La celebración de mi matrimonio tuvo lugar dos días más tarde en la iglesia del cercano monasterio de San Pedro de Arlanza, oficiada por el abad del mismo, fray Justo de Santa María. Acudieron todos los titulares de los señoríos circundantes que habían sido invitados, para los que Pedro Xuárez de Toledo y su esposa no escatimaron atenciones durante el banquete.
El maestresala cumplió perfectamente las instrucciones de sus señores y yo nunca supe de qué medios se había valido Diego para que su puesto en la mesa estuviera al lado de Teresa, ni qué recursos desplegaba para que la sonrisa de aquella damita no dejara de florecer durante todo el tiempo que duró nuestra fiesta de desposorios.
También los Xuárez de Toledo quisieron que los habitantes de Toral de la Vega participaran de la boda y habilitaron un lugar donde se sirvió otro banquete para todo el que deseara acudir. Ningún habitante de Toral de la Vega ni de los lugares vecinos quiso perderse oportunidad semejante para comer y beber gratis.
Ya hacía tiempo que se había puesto el sol y que las primeras estrellas habían aparecido en el firmamento cuando Leonor me expresó quedamente su deseo de retirarse a las habitaciones que nos tenían preparadas. Aunque para mí no iba a ser esta la primera vez que me acostaba con una mujer, comprendía que nuestra noche de bodas nada tenía en común con mis experiencias sexuales anteriores.

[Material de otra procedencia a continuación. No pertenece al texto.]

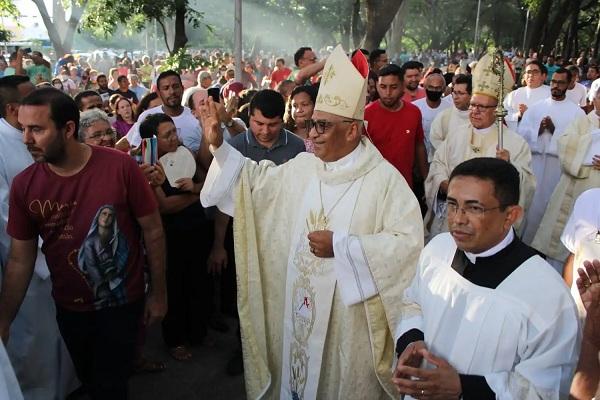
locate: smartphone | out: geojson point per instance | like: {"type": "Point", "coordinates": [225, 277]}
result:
{"type": "Point", "coordinates": [150, 150]}
{"type": "Point", "coordinates": [215, 94]}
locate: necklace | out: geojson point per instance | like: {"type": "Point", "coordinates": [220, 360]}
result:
{"type": "Point", "coordinates": [324, 217]}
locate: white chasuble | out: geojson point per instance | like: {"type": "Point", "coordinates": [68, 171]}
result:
{"type": "Point", "coordinates": [311, 281]}
{"type": "Point", "coordinates": [318, 328]}
{"type": "Point", "coordinates": [523, 341]}
{"type": "Point", "coordinates": [464, 144]}
{"type": "Point", "coordinates": [577, 176]}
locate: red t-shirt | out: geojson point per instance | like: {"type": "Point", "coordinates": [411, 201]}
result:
{"type": "Point", "coordinates": [87, 221]}
{"type": "Point", "coordinates": [396, 134]}
{"type": "Point", "coordinates": [419, 94]}
{"type": "Point", "coordinates": [279, 76]}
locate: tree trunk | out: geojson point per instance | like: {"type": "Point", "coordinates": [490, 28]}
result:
{"type": "Point", "coordinates": [397, 29]}
{"type": "Point", "coordinates": [539, 23]}
{"type": "Point", "coordinates": [597, 41]}
{"type": "Point", "coordinates": [180, 39]}
{"type": "Point", "coordinates": [554, 28]}
{"type": "Point", "coordinates": [380, 14]}
{"type": "Point", "coordinates": [357, 24]}
{"type": "Point", "coordinates": [61, 32]}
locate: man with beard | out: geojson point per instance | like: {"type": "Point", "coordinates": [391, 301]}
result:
{"type": "Point", "coordinates": [542, 126]}
{"type": "Point", "coordinates": [395, 126]}
{"type": "Point", "coordinates": [170, 90]}
{"type": "Point", "coordinates": [37, 348]}
{"type": "Point", "coordinates": [455, 117]}
{"type": "Point", "coordinates": [431, 106]}
{"type": "Point", "coordinates": [57, 199]}
{"type": "Point", "coordinates": [412, 77]}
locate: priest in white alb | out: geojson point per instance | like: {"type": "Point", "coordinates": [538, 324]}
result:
{"type": "Point", "coordinates": [497, 322]}
{"type": "Point", "coordinates": [477, 139]}
{"type": "Point", "coordinates": [453, 118]}
{"type": "Point", "coordinates": [542, 126]}
{"type": "Point", "coordinates": [325, 245]}
{"type": "Point", "coordinates": [579, 156]}
{"type": "Point", "coordinates": [517, 101]}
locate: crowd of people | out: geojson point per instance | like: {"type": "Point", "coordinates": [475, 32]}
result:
{"type": "Point", "coordinates": [369, 223]}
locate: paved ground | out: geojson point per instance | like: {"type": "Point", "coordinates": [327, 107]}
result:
{"type": "Point", "coordinates": [201, 378]}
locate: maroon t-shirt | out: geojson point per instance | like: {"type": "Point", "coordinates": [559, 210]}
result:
{"type": "Point", "coordinates": [396, 134]}
{"type": "Point", "coordinates": [87, 221]}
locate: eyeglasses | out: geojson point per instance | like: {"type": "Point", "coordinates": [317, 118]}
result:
{"type": "Point", "coordinates": [479, 107]}
{"type": "Point", "coordinates": [97, 136]}
{"type": "Point", "coordinates": [470, 210]}
{"type": "Point", "coordinates": [322, 125]}
{"type": "Point", "coordinates": [455, 93]}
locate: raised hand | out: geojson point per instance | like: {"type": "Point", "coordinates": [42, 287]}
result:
{"type": "Point", "coordinates": [211, 125]}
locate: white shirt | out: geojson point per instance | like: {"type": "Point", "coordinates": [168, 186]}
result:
{"type": "Point", "coordinates": [523, 95]}
{"type": "Point", "coordinates": [593, 89]}
{"type": "Point", "coordinates": [188, 128]}
{"type": "Point", "coordinates": [562, 113]}
{"type": "Point", "coordinates": [428, 114]}
{"type": "Point", "coordinates": [578, 94]}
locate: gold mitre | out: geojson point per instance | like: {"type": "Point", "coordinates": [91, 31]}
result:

Durante mi viaje a Toral de la Vega, me había venido a la memoria la confidencia que había tenido Blanca de Borbón con Fadrique, en la que esta le contó la dura experiencia que supuso para su amiga Camille de Blanchard su noche de bodas y lo impresionada que ella había quedado por aquel doloroso primer encuentro con su esposo.
Por ello, decidí que Leonor tendría durante toda su vida el mejor recuerdo de su primer encuentro amoroso conmigo, en una dulce conjunción de cariño y deseo, consiguiendo que ella se sintiera atraída hacia mí, no solo por la fogosidad de un hombre ansioso de placer sino también por la dulzura del amor que había sabido despertar en mí.